Co-Viewing

CTV creative strategy for co-viewing in India: designing ads for shared household screens

Most India CTV creative is adapted from mobile video — shorter, faster, with CTAs built for individual tap-through. This is wrong for the co-viewing environment. When a CTV ad plays during prime time in an Indian household, it plays to a family: parents, children, and often grandparents in the same room. The creative brief needs to account for this.

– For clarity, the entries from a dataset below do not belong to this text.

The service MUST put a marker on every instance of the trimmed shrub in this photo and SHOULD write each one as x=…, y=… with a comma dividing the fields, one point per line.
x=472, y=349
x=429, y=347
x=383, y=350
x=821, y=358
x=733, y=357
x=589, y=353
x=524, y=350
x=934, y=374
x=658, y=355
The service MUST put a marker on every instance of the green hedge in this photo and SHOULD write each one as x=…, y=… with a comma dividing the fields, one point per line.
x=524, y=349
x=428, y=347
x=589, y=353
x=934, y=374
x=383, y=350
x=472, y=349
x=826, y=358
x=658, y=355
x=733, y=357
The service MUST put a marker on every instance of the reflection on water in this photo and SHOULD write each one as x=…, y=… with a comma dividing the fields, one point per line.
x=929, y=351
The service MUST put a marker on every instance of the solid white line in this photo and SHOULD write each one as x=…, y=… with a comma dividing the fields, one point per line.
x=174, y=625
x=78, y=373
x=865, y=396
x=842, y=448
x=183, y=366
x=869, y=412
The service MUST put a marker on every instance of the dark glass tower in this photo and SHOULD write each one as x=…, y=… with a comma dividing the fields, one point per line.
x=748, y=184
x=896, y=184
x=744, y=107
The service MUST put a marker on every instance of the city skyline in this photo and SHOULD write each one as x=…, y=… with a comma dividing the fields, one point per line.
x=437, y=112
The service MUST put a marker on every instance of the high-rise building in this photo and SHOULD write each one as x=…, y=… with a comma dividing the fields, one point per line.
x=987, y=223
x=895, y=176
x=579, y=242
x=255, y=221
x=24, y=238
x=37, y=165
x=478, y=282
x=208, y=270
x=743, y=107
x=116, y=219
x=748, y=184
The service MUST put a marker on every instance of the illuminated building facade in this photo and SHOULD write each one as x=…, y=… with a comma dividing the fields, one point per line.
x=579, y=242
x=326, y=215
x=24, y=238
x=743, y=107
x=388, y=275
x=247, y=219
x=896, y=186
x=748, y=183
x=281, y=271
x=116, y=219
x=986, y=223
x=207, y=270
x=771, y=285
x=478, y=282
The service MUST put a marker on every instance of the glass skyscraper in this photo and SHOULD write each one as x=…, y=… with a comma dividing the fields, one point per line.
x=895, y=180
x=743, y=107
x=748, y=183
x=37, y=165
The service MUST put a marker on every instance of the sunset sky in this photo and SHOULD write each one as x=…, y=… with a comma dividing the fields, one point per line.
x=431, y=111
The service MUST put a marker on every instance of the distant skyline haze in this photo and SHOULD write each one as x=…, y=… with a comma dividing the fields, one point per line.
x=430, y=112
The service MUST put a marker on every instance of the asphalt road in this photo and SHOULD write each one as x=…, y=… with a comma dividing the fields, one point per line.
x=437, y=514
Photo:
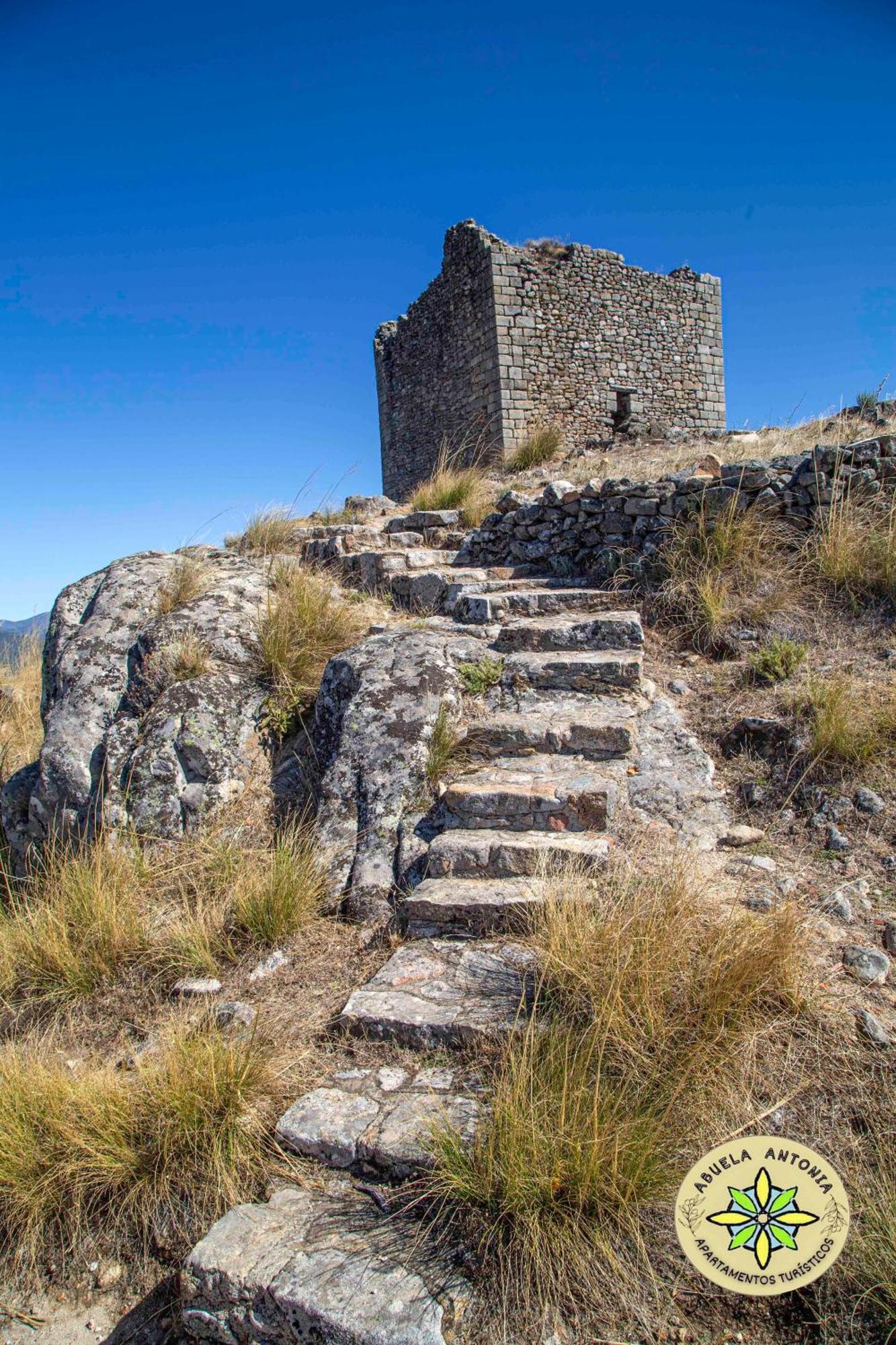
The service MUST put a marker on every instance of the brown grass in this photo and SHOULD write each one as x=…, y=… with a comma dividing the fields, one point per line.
x=724, y=571
x=647, y=996
x=143, y=1157
x=853, y=548
x=188, y=579
x=21, y=726
x=307, y=619
x=268, y=533
x=89, y=915
x=454, y=488
x=850, y=722
x=540, y=446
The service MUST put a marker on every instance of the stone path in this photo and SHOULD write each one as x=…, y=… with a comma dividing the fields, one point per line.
x=572, y=740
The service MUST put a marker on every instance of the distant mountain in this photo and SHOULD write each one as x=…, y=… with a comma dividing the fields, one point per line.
x=13, y=633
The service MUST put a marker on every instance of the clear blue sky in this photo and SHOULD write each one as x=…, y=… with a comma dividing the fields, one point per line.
x=208, y=209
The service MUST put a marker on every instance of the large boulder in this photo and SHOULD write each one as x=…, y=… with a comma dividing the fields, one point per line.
x=362, y=759
x=132, y=738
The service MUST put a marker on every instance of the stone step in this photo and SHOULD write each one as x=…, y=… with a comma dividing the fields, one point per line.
x=545, y=794
x=443, y=993
x=599, y=732
x=510, y=855
x=470, y=907
x=317, y=1266
x=592, y=670
x=380, y=1121
x=528, y=599
x=602, y=631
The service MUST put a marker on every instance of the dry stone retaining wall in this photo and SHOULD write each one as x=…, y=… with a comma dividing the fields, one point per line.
x=505, y=338
x=591, y=529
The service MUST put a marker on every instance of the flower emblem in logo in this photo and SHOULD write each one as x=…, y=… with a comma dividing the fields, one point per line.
x=763, y=1219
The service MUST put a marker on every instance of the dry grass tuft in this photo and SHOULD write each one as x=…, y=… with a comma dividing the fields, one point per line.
x=853, y=549
x=189, y=579
x=304, y=623
x=76, y=926
x=452, y=486
x=268, y=533
x=146, y=1157
x=540, y=446
x=21, y=726
x=647, y=995
x=850, y=722
x=89, y=915
x=724, y=571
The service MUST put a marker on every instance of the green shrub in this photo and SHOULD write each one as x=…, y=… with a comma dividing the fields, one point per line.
x=477, y=679
x=775, y=661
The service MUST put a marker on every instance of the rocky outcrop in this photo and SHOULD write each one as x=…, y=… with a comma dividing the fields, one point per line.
x=151, y=718
x=362, y=761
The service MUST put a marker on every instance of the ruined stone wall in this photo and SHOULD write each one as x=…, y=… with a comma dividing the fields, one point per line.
x=438, y=369
x=596, y=528
x=583, y=338
x=507, y=338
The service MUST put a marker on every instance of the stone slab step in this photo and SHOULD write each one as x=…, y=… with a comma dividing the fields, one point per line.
x=591, y=670
x=602, y=631
x=380, y=1121
x=545, y=793
x=528, y=599
x=600, y=732
x=471, y=907
x=315, y=1266
x=509, y=855
x=443, y=993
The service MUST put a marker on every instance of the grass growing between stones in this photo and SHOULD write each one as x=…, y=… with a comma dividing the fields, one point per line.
x=444, y=748
x=454, y=486
x=478, y=679
x=268, y=532
x=306, y=621
x=850, y=722
x=775, y=661
x=724, y=571
x=21, y=727
x=149, y=1157
x=647, y=995
x=540, y=446
x=188, y=579
x=852, y=549
x=89, y=917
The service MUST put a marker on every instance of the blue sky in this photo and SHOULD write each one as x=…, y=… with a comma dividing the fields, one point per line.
x=209, y=208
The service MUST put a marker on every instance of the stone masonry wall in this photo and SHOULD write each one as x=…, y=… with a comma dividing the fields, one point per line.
x=438, y=369
x=507, y=338
x=596, y=528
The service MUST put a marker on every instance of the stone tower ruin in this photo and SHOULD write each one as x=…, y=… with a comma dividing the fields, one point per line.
x=509, y=338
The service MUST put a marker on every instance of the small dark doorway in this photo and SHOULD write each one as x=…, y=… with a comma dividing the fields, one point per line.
x=623, y=408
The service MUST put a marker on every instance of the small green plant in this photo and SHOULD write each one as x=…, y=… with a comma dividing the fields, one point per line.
x=99, y=1153
x=645, y=997
x=775, y=661
x=540, y=446
x=188, y=579
x=478, y=679
x=444, y=746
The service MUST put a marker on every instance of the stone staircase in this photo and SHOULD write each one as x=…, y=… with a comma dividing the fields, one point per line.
x=572, y=736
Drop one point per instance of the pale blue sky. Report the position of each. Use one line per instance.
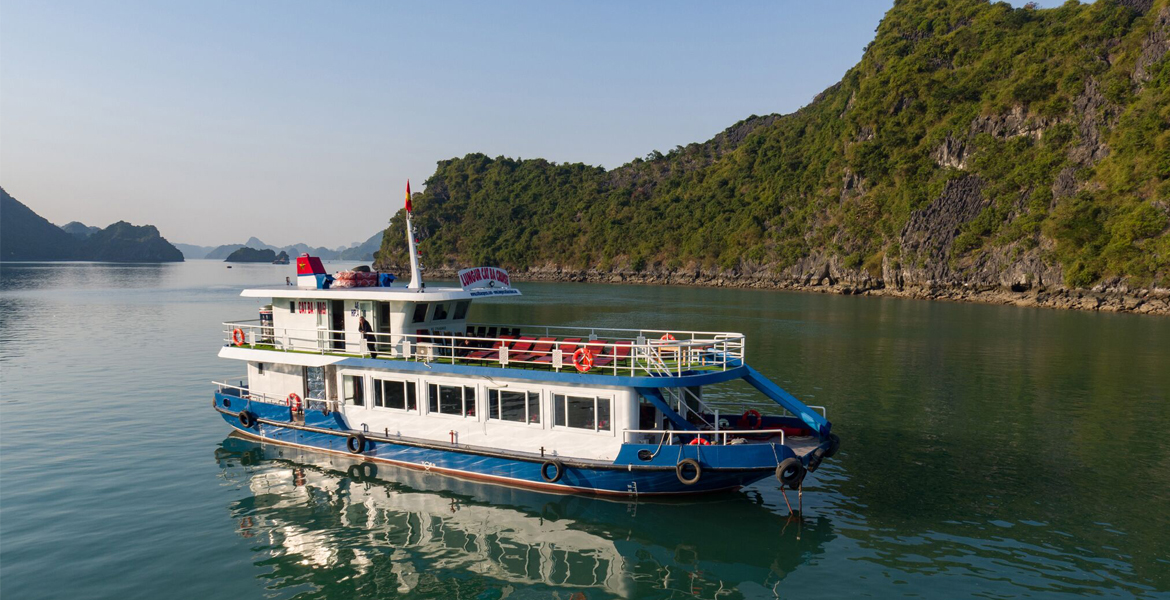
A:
(300, 122)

What makes co-viewing creative different

Individual mobile viewing and household co-viewing create fundamentally different creative contexts:

ContextMobile individualCTV co-viewing
Who sees itOne person2–4 household members
Screen size5–7 inches40–65 inches
Attention levelVariable (multitasking)High (lean-back)
CTA mechanismTap / swipeNo click; brand recall or QR
Social dynamicPrivateShared — household reaction
Age rangePrimary individualMulti-generational

Household-safe creative requirements

Co-viewing means your creative is reviewed by multiple ages simultaneously. Practical requirements:

  • Age-appropriate for the household: No sexual imagery, strong violence, or mature humour that would make a family viewing situation uncomfortable. Platforms actively restrict these categories in family-viewing time slots, but creative should self-regulate beyond what platforms require.
  • Universally understood message: If your ad relies on cultural references, slang, or digital-native humour that only resonates with 25–30-year-olds, half your household audience will not engage. Aim for broad household appeal or use content targeting to reach the right content environment.
  • High production quality: The 65-inch TV in the living room shows every compression artifact, low-resolution asset, and poor colour grade. CTV creative must be produced at broadcast quality — 1080p minimum, proper colour grading, licensed music. Mobile-compressed video on a large screen looks terrible.

Length and pacing for CTV

CTV non-skippable ad slots are typically 15 or 30 seconds. Pacing should differ from mobile:

  • 30 seconds is the correct length for CTV brand campaigns. Trying to replicate a 6-second mobile bumper on a 30-second slot wastes 24 seconds. Use the time to build narrative, demonstrate the product, or create emotional resonance.
  • First 5 seconds: Open with a visual hook on the large screen — not a logo card or text. CTV viewers are watching the screen actively at ad start (they cannot skip), so the first 5 seconds should be compelling visually, not just brand ID.
  • Pacing can be slower than mobile: Mobile video paces fast to capture attention against competing distractions. CTV viewers are already attentive — slower, more deliberate pacing works better. Longer shots, more dialogue, more product demonstration time.

CTA design for co-viewing

You cannot design a click-through CTA for CTV in India — the remote control does not navigate to a URL the way a touchscreen does. Co-viewing creative needs different response mechanisms:

  • Brand recall CTA: "Search [brand name] on Google" or "Download the [app name] app" — simple, verbal, memorable. The household member who is interested will act on their mobile phone later.
  • QR codes: A QR code in the final 5–8 seconds of the ad allows household members to scan with their phone and go directly to the landing page. Works well for e-commerce, apps, and offers. Keep it large and static for at least 4 seconds.
  • Jingle/sonic branding: Memorable audio — a jingle, distinctive sound, or catchy phrase — travels from the TV into the household's memory better than visual CTAs. Audio branding on CTV is underused relative to its effectiveness.
  • Offer-based recall: "30% off until Sunday. Find us on [platform]." Specific, time-bound offers are easier to act on later than generic brand CTAs.

Co-viewing as a creative opportunity

The household viewing environment is not just a constraint — it is a feature. Ads that create household moments — shared laughter, family recognition, nostalgic triggers — generate disproportionate brand recall because they are experienced as a group and discussed afterwards. India's most effective CTV creative often deliberately plays to multi-generational households: a younger family member explaining a new product to an older parent, a family moment that resonates across ages, a regional cultural reference that the whole household recognises. Design for the room, not just for the demographic target.